In 2015, for example, Slate ran an investigation into the trend of chains charging for sauces. They discovered that many brands had learned to be more frugal due to the Great Recession of 2008, yet still referred to them as "stingy." "You need to have all your condiments out front, that's the American way," Tom Nealon, a self-styled condiment historian, ranted to Slate.
Similarly, Taco Bell's Plan to sustainably navigate its future was to create a whole system to recycle sauce sachets, presumably because the idea of allowing customers to dispense sauces with the big levers out front would be too costly and the idea of refusing to allow customers to have the sauces would go against "the American way." There is almost something fundamental about the way these sauce packets have lodged into the minds of the customer base.
The apogee of free, unlimited sauce packets
The very best example about how deeply America cares about their sauce is in the recent Chick-fil-A sauce shortage. Last week, Chick-fil-A announced that due to industry-wide shortages, it would start limiting the number of sauces it gives to customers.

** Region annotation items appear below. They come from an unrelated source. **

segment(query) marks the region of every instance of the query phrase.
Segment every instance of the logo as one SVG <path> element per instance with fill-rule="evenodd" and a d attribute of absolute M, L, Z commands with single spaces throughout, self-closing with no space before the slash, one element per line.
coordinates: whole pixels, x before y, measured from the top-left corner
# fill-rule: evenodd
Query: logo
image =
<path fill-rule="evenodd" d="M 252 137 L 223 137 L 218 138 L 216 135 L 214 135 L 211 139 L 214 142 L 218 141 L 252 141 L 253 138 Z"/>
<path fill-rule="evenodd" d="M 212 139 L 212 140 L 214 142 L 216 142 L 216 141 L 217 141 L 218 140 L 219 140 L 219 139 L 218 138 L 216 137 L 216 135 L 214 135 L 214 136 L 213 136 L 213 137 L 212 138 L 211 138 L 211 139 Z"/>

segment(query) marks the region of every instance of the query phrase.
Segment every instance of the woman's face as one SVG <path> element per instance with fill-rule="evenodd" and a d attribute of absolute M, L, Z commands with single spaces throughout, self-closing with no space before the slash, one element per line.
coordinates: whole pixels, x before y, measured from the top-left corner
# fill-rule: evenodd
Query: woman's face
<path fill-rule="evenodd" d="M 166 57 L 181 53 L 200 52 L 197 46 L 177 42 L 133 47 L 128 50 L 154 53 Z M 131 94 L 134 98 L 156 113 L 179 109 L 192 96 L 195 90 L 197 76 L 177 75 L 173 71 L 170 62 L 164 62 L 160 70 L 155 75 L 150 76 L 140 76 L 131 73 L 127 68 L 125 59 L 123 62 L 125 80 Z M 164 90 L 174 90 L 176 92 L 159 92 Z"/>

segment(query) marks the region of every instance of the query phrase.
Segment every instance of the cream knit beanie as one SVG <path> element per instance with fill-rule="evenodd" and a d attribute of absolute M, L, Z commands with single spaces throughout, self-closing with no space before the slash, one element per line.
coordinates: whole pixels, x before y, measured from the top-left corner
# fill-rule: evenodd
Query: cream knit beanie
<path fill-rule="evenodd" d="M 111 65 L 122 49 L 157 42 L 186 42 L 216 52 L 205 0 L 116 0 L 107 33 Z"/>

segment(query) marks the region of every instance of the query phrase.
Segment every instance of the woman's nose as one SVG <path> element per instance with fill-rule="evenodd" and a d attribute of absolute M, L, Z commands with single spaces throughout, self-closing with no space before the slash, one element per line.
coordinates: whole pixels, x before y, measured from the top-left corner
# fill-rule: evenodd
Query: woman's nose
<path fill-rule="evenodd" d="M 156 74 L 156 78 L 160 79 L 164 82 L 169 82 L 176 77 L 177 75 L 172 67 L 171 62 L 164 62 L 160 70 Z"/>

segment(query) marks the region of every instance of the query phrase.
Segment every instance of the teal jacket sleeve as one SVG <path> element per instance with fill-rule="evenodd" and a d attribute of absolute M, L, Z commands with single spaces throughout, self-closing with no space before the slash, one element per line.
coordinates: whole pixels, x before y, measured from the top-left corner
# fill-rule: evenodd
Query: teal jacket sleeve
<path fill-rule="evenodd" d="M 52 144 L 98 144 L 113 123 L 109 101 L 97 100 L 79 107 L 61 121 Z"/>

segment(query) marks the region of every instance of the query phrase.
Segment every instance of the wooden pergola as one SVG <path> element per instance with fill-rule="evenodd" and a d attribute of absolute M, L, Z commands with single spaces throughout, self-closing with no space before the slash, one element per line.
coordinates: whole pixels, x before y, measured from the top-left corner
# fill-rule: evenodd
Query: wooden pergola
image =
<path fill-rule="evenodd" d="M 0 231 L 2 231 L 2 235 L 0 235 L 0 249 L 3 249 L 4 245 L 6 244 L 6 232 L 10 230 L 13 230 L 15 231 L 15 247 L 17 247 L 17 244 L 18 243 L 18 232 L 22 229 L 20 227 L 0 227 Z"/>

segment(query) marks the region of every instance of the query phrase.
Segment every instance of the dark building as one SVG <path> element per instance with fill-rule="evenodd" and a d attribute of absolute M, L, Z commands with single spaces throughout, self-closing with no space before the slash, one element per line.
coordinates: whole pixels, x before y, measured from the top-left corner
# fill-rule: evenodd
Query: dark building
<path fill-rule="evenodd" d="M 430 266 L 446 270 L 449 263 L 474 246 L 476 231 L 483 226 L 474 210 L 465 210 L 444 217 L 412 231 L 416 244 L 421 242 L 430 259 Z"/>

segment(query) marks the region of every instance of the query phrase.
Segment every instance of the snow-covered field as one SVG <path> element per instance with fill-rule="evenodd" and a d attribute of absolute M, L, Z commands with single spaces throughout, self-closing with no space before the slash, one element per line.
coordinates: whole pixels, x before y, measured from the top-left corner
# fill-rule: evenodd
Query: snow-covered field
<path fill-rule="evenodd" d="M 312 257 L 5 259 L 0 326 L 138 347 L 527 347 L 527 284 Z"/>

The responses occupied an area of hyperbole that makes it difficult to tell whether irony is utterly missing or has suffused them to the extent that detecting it would prove impossible. Business Insider and Entrepreneur highlighted reactions that said that neither last year's toilet paper shortage nor the gas shortage due to the contemporaneous ransomware attack had affected them as much.
The seriousness of these cries can be put aside to appreciate the fact that the temporary rationing of sauce packets could conceivably provoke outcry at all. The idea that Chick-fil-A's sauce would cease to be free-flowing is so novel as to warrant comment. An Australian used to paying per packet may not notice, but such limitations in the United States hamper the boundless dreams that define the culture.